令嬢は不敵な笑みを浮かべ、声をかけてきた。
「フフフ、こんな子供が商売を? しかも、ルーベル家の娘だなんて……没落しかけの家の子にしては大胆ね」
私は眉をひそめる。言葉は鋭いが、事実は変わらない。発酵野菜は売れているし、利益も出ている。
「家を助けるためにやっているの。悪い?」
「……ふふ、面白いじゃない。ちょっと見守ってあげるわ」
令嬢は去っていったが、その存在は私にプレッシャーを与えた。市場での信頼を得るには、貴族の視線も気にせねばならない。

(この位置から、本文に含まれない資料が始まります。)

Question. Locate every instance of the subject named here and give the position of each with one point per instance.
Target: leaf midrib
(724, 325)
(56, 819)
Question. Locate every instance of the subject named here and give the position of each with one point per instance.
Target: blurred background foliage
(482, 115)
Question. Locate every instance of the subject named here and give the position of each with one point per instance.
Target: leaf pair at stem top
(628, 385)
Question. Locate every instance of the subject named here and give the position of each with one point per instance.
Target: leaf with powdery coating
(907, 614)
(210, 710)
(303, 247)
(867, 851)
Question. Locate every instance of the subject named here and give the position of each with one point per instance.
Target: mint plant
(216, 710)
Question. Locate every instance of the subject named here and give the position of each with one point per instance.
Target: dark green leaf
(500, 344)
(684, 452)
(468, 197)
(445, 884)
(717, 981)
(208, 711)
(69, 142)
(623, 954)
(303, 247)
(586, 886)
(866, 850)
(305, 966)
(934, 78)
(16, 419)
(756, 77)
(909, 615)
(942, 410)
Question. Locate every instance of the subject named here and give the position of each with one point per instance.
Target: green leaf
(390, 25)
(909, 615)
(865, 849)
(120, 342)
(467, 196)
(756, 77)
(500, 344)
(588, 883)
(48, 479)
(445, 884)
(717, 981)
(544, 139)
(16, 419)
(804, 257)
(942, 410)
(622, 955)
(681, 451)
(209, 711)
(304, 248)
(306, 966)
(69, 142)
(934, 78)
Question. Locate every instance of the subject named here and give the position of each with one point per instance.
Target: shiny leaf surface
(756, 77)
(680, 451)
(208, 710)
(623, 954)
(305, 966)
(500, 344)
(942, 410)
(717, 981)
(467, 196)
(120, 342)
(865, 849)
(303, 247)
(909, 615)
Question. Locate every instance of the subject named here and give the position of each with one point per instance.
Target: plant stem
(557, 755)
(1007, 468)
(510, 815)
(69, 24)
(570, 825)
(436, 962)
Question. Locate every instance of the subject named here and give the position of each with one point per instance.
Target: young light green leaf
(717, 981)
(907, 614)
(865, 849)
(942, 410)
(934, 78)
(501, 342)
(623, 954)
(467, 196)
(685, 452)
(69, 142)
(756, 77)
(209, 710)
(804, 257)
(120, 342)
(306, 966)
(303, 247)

その後、トラブルが起きた。隣の商人が私の瓶を指さし、声高に言い放つ。
「子供が高い値段で売ってるぞ! 規則違反だ!」
市場の規則では、子供だけでの商売は禁止されている。しかし、私は理屈で反論した。
「私が直接作り、責任を持って販売しています。売価も妥当です!」
商人たちは驚き、議論が巻き起こる。私は冷静に、発酵の知識と保存期間の安全性を説明する。商人たちは渋々納得したが、貴族令嬢の視線は変わらず厳しい。
「……こんな小さな子供が、家計を救うなんて」
私は心の中で笑う。前世知識と工夫があれば、たとえ七歳でも家を支えられるのだ。
市場での販売を終えた後、城に戻ると母が迎えてくれた。
「今日も無事に戻ったのね」
「うん、売れたよ! でも、ちょっとトラブルもあった」
私は事細かに状況を報告する。母は少し心配そうだが、私の成長を認める表情を隠せない。
夜、私はノートを広げて今日の出来事をまとめる。
•発酵条件の改善点
•市場での販売戦略
•貴族令嬢との軋轢
•商人とのトラブル対応
全てを記録し、次に生かすためだ。幼少期の小さな挑戦が、後の大きな成果につながる。私は確信していた。
「知識と工夫があれば、運命は変えられる」
幼い私の拳は、小さな決意でぎゅっと握られる。没落しかけの家を救い、悪役令嬢の烙印を乗り越える――そのために、今日も私は行動するのだ。
夜空を見上げ、星を数える。光る一点一つが、未来の希望のように思えた。
「絶対に、家も自分も守ってみせる……!」
そうして、幼きマリアンヌの市場奮闘の日々が静かに始まったのだった。